По мостовой вдоль тротуара, подобные насекомым, следовали черные человечки, один взвод с винтарями, другой с обрезами, предваряемые гномом в щегольских сапожках и заломленной фуражке, несшим маленький лозунг, на коем значилось: “когдаясл ышусловок ультура яхвата юсьзапис толет”. Все в столбик, чтобы поместилось. Впрочем, возможно, концовка была иная:“юсьзарев ольвер”. Жанбырбай поддал им веткою, они ссыпались в люк.

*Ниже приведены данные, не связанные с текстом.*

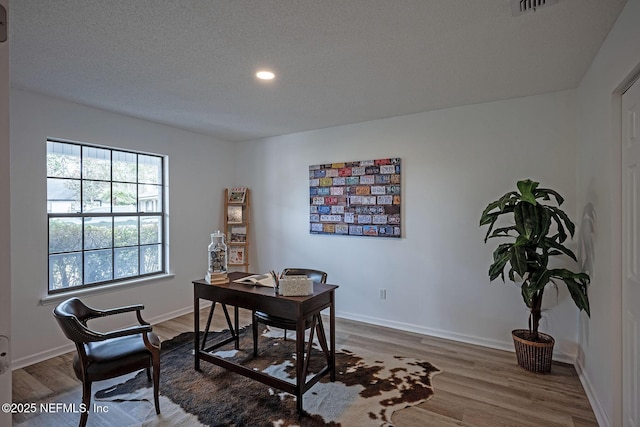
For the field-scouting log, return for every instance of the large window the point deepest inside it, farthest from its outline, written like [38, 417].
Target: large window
[106, 213]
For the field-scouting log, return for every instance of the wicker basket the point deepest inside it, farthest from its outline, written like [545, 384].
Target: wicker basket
[533, 356]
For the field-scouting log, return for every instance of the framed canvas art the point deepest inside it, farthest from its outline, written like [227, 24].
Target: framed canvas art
[360, 198]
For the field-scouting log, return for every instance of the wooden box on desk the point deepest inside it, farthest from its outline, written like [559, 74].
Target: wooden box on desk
[295, 286]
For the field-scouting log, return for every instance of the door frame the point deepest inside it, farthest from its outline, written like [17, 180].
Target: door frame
[619, 249]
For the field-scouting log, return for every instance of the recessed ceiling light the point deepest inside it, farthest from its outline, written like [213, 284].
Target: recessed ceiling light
[265, 75]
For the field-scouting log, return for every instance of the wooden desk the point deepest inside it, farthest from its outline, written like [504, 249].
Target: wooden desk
[263, 299]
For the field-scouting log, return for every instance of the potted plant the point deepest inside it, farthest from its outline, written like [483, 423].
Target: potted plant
[536, 232]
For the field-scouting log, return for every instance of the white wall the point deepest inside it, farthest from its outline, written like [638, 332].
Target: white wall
[455, 162]
[598, 189]
[199, 168]
[5, 226]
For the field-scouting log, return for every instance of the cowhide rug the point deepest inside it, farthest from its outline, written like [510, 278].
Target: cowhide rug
[369, 387]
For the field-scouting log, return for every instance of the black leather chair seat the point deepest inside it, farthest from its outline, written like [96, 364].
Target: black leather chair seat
[116, 356]
[101, 355]
[280, 322]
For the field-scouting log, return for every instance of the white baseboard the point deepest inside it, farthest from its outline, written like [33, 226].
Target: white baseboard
[484, 342]
[57, 351]
[601, 415]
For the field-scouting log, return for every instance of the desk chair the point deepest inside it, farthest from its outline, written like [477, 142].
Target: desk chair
[279, 322]
[104, 355]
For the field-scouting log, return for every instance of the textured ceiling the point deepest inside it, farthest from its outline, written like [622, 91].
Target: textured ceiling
[191, 63]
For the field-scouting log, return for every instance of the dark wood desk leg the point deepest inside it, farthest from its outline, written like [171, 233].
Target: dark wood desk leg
[332, 336]
[237, 324]
[300, 380]
[196, 328]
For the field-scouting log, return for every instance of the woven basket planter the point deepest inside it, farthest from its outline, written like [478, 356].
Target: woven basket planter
[533, 356]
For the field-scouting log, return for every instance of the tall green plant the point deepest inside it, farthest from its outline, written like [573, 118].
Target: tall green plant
[538, 232]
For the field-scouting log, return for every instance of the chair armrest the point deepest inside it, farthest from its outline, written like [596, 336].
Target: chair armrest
[118, 310]
[133, 330]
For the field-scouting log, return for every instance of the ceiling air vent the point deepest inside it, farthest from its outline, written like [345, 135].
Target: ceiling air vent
[518, 7]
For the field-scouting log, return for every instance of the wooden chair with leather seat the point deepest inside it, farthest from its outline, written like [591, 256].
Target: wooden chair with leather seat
[104, 355]
[279, 322]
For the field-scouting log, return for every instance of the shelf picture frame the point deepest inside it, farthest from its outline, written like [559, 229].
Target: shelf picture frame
[237, 195]
[237, 255]
[234, 214]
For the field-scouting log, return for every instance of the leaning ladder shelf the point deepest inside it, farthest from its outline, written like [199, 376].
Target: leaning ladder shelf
[236, 227]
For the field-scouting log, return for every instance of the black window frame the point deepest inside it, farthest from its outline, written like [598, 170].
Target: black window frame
[140, 213]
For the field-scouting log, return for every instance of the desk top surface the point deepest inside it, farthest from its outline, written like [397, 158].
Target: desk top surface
[318, 288]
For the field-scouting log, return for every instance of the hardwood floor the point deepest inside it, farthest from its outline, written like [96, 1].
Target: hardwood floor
[479, 386]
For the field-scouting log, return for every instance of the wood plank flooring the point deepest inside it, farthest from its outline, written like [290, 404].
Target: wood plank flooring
[478, 387]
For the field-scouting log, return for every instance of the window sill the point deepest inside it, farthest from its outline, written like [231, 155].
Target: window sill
[57, 298]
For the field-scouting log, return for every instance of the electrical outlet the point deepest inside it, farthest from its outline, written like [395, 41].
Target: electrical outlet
[4, 354]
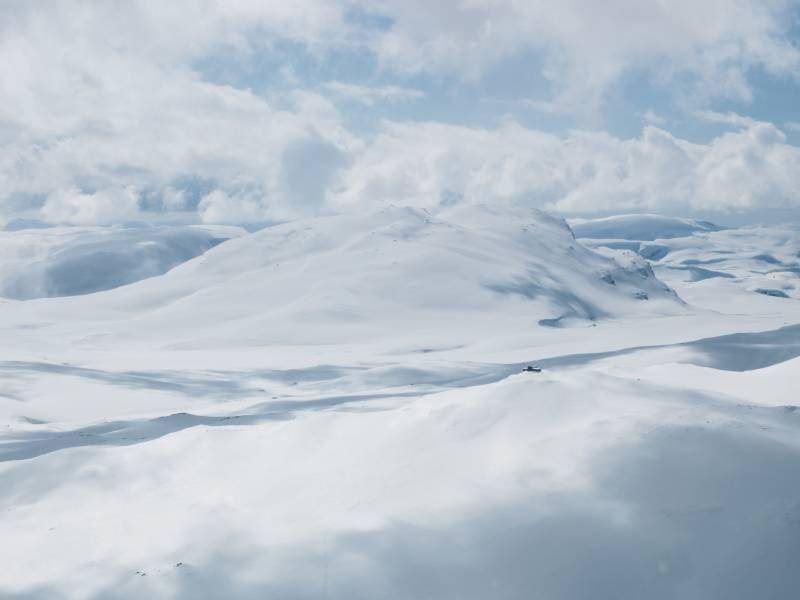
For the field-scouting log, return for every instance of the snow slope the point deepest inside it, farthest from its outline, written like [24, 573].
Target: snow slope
[639, 227]
[386, 274]
[336, 408]
[71, 261]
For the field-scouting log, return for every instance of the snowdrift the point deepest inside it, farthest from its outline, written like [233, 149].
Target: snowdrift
[387, 273]
[54, 262]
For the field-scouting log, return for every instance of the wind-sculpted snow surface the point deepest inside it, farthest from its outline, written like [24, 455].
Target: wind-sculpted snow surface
[337, 408]
[640, 227]
[38, 263]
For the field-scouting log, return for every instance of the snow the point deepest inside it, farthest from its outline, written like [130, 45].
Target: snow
[73, 261]
[640, 227]
[336, 408]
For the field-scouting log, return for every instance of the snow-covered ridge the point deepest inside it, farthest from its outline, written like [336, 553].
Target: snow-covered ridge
[386, 273]
[639, 227]
[70, 261]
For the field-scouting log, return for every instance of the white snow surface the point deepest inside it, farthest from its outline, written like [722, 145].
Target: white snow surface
[59, 261]
[639, 227]
[336, 408]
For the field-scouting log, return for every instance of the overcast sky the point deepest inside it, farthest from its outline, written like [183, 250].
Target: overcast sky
[245, 111]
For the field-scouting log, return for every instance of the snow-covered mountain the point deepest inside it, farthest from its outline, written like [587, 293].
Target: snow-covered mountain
[378, 275]
[639, 227]
[37, 263]
[336, 407]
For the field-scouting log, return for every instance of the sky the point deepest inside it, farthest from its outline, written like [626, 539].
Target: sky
[250, 112]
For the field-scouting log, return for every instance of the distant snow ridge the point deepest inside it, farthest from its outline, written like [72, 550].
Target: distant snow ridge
[640, 227]
[37, 263]
[398, 271]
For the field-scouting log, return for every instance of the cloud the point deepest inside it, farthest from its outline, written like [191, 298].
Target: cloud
[429, 164]
[729, 118]
[369, 96]
[102, 105]
[588, 46]
[104, 207]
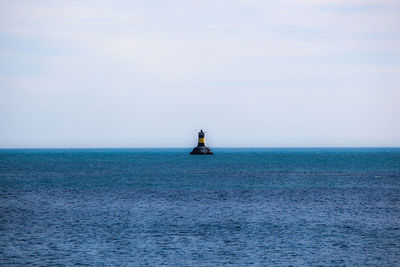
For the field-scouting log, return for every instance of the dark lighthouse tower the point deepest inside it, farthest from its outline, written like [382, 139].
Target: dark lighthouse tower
[201, 148]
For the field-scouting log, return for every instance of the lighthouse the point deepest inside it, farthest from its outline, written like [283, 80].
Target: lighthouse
[201, 148]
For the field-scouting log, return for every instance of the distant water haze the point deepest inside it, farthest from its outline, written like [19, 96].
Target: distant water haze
[251, 73]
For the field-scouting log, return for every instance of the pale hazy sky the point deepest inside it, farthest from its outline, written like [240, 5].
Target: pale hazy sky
[250, 72]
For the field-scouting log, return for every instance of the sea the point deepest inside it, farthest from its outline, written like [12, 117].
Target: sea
[164, 207]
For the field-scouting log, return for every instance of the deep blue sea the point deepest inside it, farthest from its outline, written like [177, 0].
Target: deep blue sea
[263, 207]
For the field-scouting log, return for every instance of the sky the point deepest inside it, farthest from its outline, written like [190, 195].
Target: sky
[251, 73]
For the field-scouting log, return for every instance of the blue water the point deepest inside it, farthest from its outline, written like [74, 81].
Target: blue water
[135, 207]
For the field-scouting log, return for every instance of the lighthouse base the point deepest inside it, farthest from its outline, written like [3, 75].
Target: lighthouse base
[201, 150]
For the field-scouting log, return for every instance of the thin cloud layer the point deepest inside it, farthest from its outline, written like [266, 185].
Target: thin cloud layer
[118, 73]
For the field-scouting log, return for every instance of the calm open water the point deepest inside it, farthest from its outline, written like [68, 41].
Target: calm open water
[134, 207]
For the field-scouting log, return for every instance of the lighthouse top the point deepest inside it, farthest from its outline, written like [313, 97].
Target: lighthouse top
[201, 148]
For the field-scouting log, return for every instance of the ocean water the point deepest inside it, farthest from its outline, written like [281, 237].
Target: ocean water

– Ой, Наталья Васильевна! А мы-то все звоним вам, все звоним тебе на дачу!
Я обернулась, передо мною стоял улыбающийся Орлов.
– Ты тоже их видел?! – вскричала я.
– Кого?
Никого не было на улице Комиссара Смирнова, то бишь на Ломанском переулке: ни отроков, ни братьев, ни Гигиеи, ни львов.
Мы побрели на вокзал, Орлов, так же, как я, приехавший на день в город, возвращался на дальнюю свою дачу, дальше Выборга, по другой ветке. За разговором забыла я посмотреть, как собиралась, куда показывает рукою с броневика своего рудневский привокзальный Ленин, не на тюрьму ли, в которой на стене одной из камер нацарапано было: “Господи, прости мои прегрешения, иду в последний путь. Н. Гумилев”.
Наши поезда не спешили.
– Помнишь, что Евгения рассказывала про детское колдовство с проклятием “чтоб они пропали”? Я другой раз и думаю: вот и стали мы планомерно пропадать после него.